On February 3, 2015, the district court entered an order concerning an expert report submitted by Lindsay M. Hayes, who “conducted a comprehensive audit of suicide prevention practices in each of the thirty-four prisons operated by the [CDCR].” The defendants were ordered to adopt the recommendations in Hayes’ report related to developing strategies and implementing changes to improve suicide prevention in California prisons. See:Coleman v. Brown, 2015 U.S. Dist. LEXIS 12737 (E.D. Cal. Feb. 3, 2015).

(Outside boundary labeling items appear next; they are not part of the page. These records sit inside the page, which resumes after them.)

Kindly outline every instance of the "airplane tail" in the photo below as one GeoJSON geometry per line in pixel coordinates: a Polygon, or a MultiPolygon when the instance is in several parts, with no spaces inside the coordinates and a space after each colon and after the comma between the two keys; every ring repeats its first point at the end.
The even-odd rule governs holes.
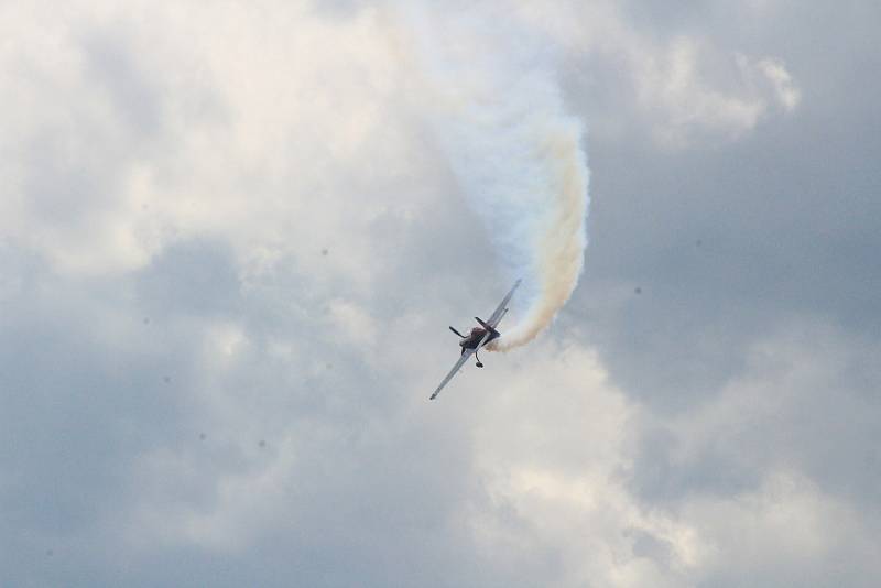
{"type": "Polygon", "coordinates": [[[481,327],[483,327],[485,329],[487,329],[488,331],[490,331],[490,333],[492,333],[492,334],[496,334],[496,335],[500,335],[500,333],[499,333],[498,330],[496,330],[494,328],[490,327],[490,326],[489,326],[489,325],[488,325],[486,322],[483,322],[483,319],[481,319],[479,316],[476,316],[476,317],[475,317],[475,320],[477,320],[478,323],[480,323],[480,326],[481,326],[481,327]]]}

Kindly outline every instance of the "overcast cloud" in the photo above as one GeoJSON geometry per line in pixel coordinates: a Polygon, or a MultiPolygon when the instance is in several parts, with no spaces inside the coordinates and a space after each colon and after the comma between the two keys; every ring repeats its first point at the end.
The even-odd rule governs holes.
{"type": "Polygon", "coordinates": [[[435,402],[510,284],[400,4],[0,7],[0,585],[877,584],[881,7],[493,7],[589,246],[435,402]]]}

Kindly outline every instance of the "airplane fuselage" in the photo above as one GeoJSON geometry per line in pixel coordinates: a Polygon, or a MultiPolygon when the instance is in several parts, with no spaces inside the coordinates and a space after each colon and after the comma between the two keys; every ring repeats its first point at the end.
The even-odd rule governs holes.
{"type": "MultiPolygon", "coordinates": [[[[477,346],[480,345],[481,340],[483,340],[483,336],[486,334],[487,329],[482,327],[474,327],[471,329],[471,333],[469,333],[467,337],[464,337],[461,340],[459,340],[459,347],[461,347],[463,353],[465,352],[466,349],[477,349],[477,346]]],[[[489,342],[492,339],[498,339],[498,338],[499,334],[492,333],[490,334],[489,337],[487,337],[486,342],[489,342]]]]}

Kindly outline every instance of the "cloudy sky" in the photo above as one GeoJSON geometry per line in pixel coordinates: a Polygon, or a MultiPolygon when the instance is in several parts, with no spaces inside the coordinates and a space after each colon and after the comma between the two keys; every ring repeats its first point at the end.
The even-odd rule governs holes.
{"type": "Polygon", "coordinates": [[[881,6],[422,4],[0,6],[0,585],[874,586],[881,6]],[[421,52],[523,35],[584,273],[428,402],[510,284],[421,52]]]}

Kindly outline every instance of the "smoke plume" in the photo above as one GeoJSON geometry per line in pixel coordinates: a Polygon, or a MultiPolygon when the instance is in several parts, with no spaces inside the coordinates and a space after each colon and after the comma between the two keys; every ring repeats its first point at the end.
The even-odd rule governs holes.
{"type": "Polygon", "coordinates": [[[454,3],[412,11],[410,22],[442,149],[502,273],[511,283],[523,277],[516,322],[492,346],[507,350],[547,327],[578,282],[588,206],[583,126],[566,113],[547,43],[492,3],[454,3]]]}

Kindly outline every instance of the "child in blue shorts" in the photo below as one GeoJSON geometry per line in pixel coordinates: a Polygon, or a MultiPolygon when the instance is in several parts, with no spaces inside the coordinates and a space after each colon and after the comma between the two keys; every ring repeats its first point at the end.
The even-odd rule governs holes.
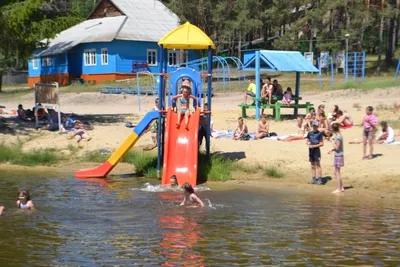
{"type": "Polygon", "coordinates": [[[307,145],[309,152],[309,159],[311,162],[311,174],[312,180],[311,184],[322,185],[322,169],[321,169],[321,149],[324,145],[323,134],[318,131],[319,123],[314,120],[312,122],[313,130],[307,134],[307,145]],[[316,178],[318,176],[318,178],[316,178]]]}

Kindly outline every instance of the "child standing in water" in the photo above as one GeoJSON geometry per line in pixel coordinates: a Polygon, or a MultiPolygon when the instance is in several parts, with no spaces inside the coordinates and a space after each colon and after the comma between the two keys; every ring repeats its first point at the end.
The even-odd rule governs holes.
{"type": "Polygon", "coordinates": [[[28,190],[23,189],[18,192],[17,206],[19,209],[23,209],[23,210],[34,210],[35,209],[35,205],[33,204],[32,200],[29,196],[28,190]]]}
{"type": "Polygon", "coordinates": [[[340,134],[339,124],[335,123],[332,125],[333,137],[331,143],[333,149],[328,152],[331,154],[335,152],[335,159],[333,161],[334,174],[336,177],[337,189],[333,191],[333,194],[344,192],[342,176],[340,174],[340,168],[344,166],[344,153],[343,153],[343,136],[340,134]]]}
{"type": "Polygon", "coordinates": [[[318,131],[318,121],[312,122],[313,130],[307,134],[307,145],[309,159],[311,162],[311,184],[322,185],[322,170],[321,170],[321,149],[324,145],[324,138],[320,131],[318,131]],[[318,178],[316,178],[318,175],[318,178]]]}
{"type": "Polygon", "coordinates": [[[185,116],[185,129],[189,129],[189,115],[190,115],[190,109],[189,109],[189,101],[190,99],[198,101],[197,97],[191,95],[191,89],[190,87],[183,85],[182,88],[182,94],[178,94],[174,97],[172,97],[172,100],[179,99],[179,109],[178,109],[178,122],[176,123],[176,128],[180,127],[181,124],[181,117],[182,114],[185,116]]]}
{"type": "Polygon", "coordinates": [[[204,207],[203,201],[194,193],[194,189],[189,183],[185,183],[182,188],[184,198],[180,206],[198,204],[200,207],[204,207]]]}
{"type": "Polygon", "coordinates": [[[363,119],[363,159],[372,159],[374,155],[374,137],[376,132],[376,126],[378,120],[374,114],[372,114],[374,108],[369,106],[365,110],[365,116],[363,119]],[[369,144],[369,156],[367,157],[367,143],[369,144]]]}

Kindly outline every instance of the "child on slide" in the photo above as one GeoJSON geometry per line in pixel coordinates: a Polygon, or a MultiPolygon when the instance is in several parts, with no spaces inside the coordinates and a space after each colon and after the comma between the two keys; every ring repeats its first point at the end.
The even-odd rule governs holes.
{"type": "Polygon", "coordinates": [[[194,189],[189,183],[185,183],[182,188],[184,198],[180,206],[189,205],[195,207],[199,205],[200,207],[204,207],[203,201],[194,193],[194,189]]]}
{"type": "Polygon", "coordinates": [[[178,122],[176,123],[176,128],[180,127],[182,114],[185,116],[185,129],[189,129],[189,115],[190,108],[189,102],[190,99],[196,100],[198,102],[197,97],[191,95],[190,87],[183,85],[181,88],[182,94],[178,94],[172,97],[172,100],[179,99],[179,108],[178,108],[178,122]]]}

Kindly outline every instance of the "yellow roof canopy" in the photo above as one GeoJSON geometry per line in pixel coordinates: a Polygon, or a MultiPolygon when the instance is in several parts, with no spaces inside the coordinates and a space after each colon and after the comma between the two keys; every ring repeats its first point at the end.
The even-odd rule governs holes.
{"type": "Polygon", "coordinates": [[[215,45],[210,37],[198,27],[186,22],[167,33],[158,42],[167,49],[215,49],[215,45]]]}

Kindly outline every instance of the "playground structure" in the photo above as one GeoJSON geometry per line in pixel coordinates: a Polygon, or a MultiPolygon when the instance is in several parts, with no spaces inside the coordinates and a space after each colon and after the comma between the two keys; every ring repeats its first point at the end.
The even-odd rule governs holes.
{"type": "Polygon", "coordinates": [[[354,82],[357,79],[365,81],[365,52],[347,52],[345,61],[345,82],[349,76],[353,76],[354,82]]]}
{"type": "Polygon", "coordinates": [[[280,109],[281,108],[293,108],[294,115],[298,114],[299,108],[310,108],[310,103],[299,104],[300,98],[300,74],[303,72],[315,72],[318,73],[319,70],[310,63],[300,52],[298,51],[248,51],[245,54],[245,65],[244,69],[248,71],[256,72],[256,97],[253,98],[255,101],[255,106],[241,104],[239,105],[243,110],[246,108],[255,108],[256,119],[260,119],[260,109],[272,108],[276,113],[276,119],[280,119],[280,109]],[[296,72],[296,89],[294,100],[295,104],[282,105],[279,102],[275,104],[262,104],[261,99],[261,84],[260,84],[260,73],[263,72],[296,72]]]}
{"type": "MultiPolygon", "coordinates": [[[[199,28],[189,22],[177,27],[165,35],[160,41],[160,75],[158,83],[159,111],[148,112],[133,132],[125,139],[119,148],[110,158],[93,169],[79,170],[76,172],[77,178],[103,178],[118,164],[126,153],[136,144],[140,136],[155,120],[158,120],[158,163],[157,171],[160,176],[162,168],[162,184],[169,184],[171,175],[178,176],[179,184],[197,184],[198,166],[198,130],[200,119],[200,108],[191,114],[188,130],[185,127],[176,127],[177,114],[172,110],[171,95],[178,93],[178,81],[188,78],[192,82],[193,95],[199,98],[199,103],[194,102],[194,106],[200,105],[203,100],[201,96],[207,95],[208,126],[211,122],[211,91],[212,91],[212,49],[215,45],[212,40],[199,28]],[[196,69],[181,68],[171,74],[167,73],[167,51],[168,49],[193,49],[207,50],[208,63],[207,73],[200,73],[196,69]],[[166,78],[169,77],[168,101],[166,101],[166,78]],[[207,94],[202,93],[200,86],[201,78],[207,78],[207,94]],[[167,106],[169,104],[169,107],[167,106]],[[166,120],[167,118],[167,120],[166,120]]],[[[204,104],[204,103],[203,103],[204,104]]],[[[210,127],[207,129],[206,153],[210,157],[210,127]]]]}
{"type": "Polygon", "coordinates": [[[39,127],[38,109],[52,108],[58,113],[58,130],[61,131],[60,92],[58,83],[35,83],[35,121],[39,127]]]}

Further, in a May 2015 order regarding mental health staffing levels at CDCR facilities, the district court noted that the “defendants continue to struggle with the task of hiring sufficient mental health staff, particularly psychiatrists.” The court expressed concerns about staffing vacancies as well as increased reliance by prison officials on telemedicine, which it said was “troubling, particularly because there may be class members not susceptible to this method of care.” Accordingly, the court ordered “ongoing focused monitoring by the Special Master of staffing issues” for mental health personnel. The case remains pending. See: Coleman v. Brown, 2015 U.S. Dist. LEXIS 65419 (E.D. Cal. May 15, 2015).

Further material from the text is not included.